You really have to compartmentalize, and I think people need to put the unhappy things in a sealed compartment so that the water doesn’t seep out. I always have images in my mind of life, where a ship — and there are compartments — the Titanic sank because the compartments leaked water; they were supposed to be watertight. You will sink if you allow the compartments of misery to leak. They need to be placed in sealed compartments.

Marlow reflected on his experience thus far as a father to an infant son. “I am loving parenthood. I have an 11-month-old, and I think it’s the greatest thing. I’m 33, and it’s my first son, and it is so underrated. … It just so happens the “Happiness Hour” today is on this exact topic, and I’d love to share my thoughts.”

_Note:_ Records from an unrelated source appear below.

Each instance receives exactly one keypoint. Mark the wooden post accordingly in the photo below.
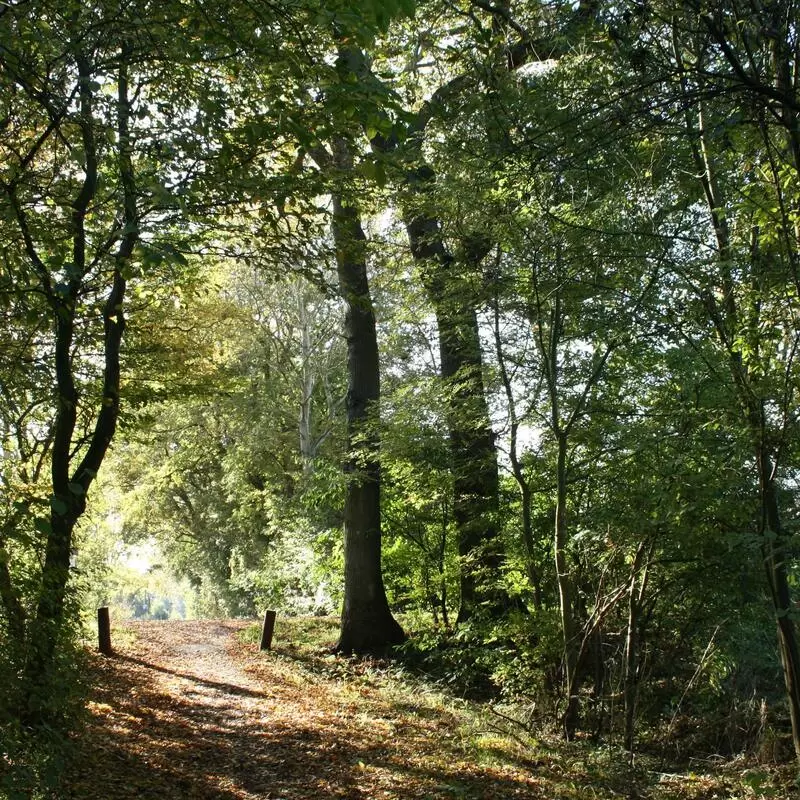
(267, 630)
(104, 631)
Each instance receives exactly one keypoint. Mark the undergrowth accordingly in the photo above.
(434, 674)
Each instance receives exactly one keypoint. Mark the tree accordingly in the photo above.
(73, 202)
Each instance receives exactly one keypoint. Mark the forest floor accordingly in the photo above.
(192, 711)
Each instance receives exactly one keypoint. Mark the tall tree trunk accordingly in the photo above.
(775, 544)
(566, 593)
(367, 624)
(636, 590)
(70, 486)
(473, 454)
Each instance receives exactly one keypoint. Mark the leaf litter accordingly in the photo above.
(189, 710)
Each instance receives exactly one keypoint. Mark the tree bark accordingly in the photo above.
(473, 453)
(367, 624)
(70, 486)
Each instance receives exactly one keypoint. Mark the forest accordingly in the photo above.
(473, 323)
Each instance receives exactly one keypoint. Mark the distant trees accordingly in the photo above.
(514, 287)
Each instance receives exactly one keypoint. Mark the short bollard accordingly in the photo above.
(104, 631)
(267, 630)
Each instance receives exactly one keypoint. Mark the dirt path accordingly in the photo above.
(185, 710)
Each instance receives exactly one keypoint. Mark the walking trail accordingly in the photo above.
(187, 710)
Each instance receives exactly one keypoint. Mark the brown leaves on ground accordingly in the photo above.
(188, 711)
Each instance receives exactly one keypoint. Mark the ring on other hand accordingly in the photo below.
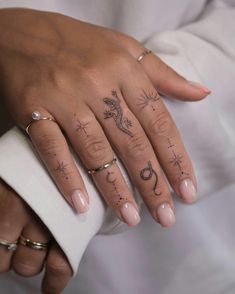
(102, 167)
(32, 244)
(36, 116)
(143, 54)
(11, 246)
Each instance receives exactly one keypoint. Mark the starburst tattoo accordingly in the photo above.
(81, 127)
(110, 178)
(115, 111)
(170, 144)
(148, 99)
(62, 169)
(147, 174)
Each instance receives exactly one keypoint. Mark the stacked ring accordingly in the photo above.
(32, 244)
(11, 246)
(36, 116)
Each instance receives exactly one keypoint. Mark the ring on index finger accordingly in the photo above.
(36, 116)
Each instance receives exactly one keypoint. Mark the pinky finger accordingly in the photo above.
(58, 272)
(53, 149)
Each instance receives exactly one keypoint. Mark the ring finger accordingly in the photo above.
(134, 148)
(158, 124)
(92, 146)
(28, 261)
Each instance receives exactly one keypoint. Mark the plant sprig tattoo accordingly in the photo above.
(115, 111)
(176, 160)
(147, 174)
(148, 99)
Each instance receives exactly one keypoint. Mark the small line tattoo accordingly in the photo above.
(176, 161)
(115, 111)
(112, 180)
(62, 169)
(170, 144)
(148, 99)
(147, 173)
(81, 127)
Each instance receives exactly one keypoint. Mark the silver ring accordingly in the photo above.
(102, 167)
(11, 246)
(36, 116)
(143, 55)
(32, 244)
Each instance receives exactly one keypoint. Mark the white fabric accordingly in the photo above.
(201, 46)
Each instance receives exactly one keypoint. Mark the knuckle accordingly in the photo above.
(26, 269)
(162, 125)
(136, 145)
(96, 149)
(58, 267)
(46, 143)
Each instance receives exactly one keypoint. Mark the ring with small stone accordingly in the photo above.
(143, 54)
(36, 116)
(11, 246)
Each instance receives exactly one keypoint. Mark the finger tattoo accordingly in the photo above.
(61, 168)
(81, 127)
(115, 111)
(176, 160)
(148, 99)
(147, 174)
(110, 178)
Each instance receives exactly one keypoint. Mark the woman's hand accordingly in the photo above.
(88, 79)
(16, 219)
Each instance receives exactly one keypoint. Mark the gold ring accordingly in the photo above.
(143, 55)
(36, 116)
(102, 167)
(32, 244)
(11, 246)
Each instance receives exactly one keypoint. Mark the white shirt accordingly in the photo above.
(198, 40)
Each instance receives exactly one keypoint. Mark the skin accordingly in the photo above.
(70, 70)
(16, 219)
(88, 79)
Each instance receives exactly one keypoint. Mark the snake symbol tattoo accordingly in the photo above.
(115, 111)
(147, 173)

Parenthood provides purpose, said Marlow, recalling Viktor Frankl’s thesis in the latter’s Holocaust memoir, Man’s Search for Meaning:

If you believe the Viktor Frankl axiom that man’s ultimate purpose is to find meaning as opposed to pleasure — I guess that’s the Freudian side — then it’s a total no-brainer. Immediately, the sense of responsibility comes in, and it really overwhelms you, but the thing is that even for the Freudian side, it has been so fun every day. If you have not had the pleasure of making your baby laugh, then I feel like you’re really [and] truly missing out, and I feel like as a society, we’ve kind of gone a little backwards at this point, where we focus so much on career early on, in those key childbearing years for women, in particular, and [in years] where men are very high-energy and can do things late into the night or early in the morning, and I do think we’re kind of a little bit off-kilter here.

I’m trying to use the platforms I have to encourage people to start earlier because my wife’s a medical doctor, and she’s 32, and we’re already thinking about biological clocks because after 35 it becomes more dangerous [to conceive and bear children] and exponentially so after 40, if it’s even possible.

Contemporary Western society’s broad postponement of marriage and child-rearing relative to the norms of human history is a “problem,” assessed Marlow.

“I think society, particularly Judeo-Christian communities, I really think we need to start encouraging younger people to get married and start families earlier on, even if you’re not as far along in that career as you want,” estimated Marlow. “I think this kind of goes hand-in-hand with the broken education system, where we’re all coming out with huge amounts of debts, and it’s slowing the start of families, and that’s a problem to me.”

“I agree with every word you said,” replied Prager.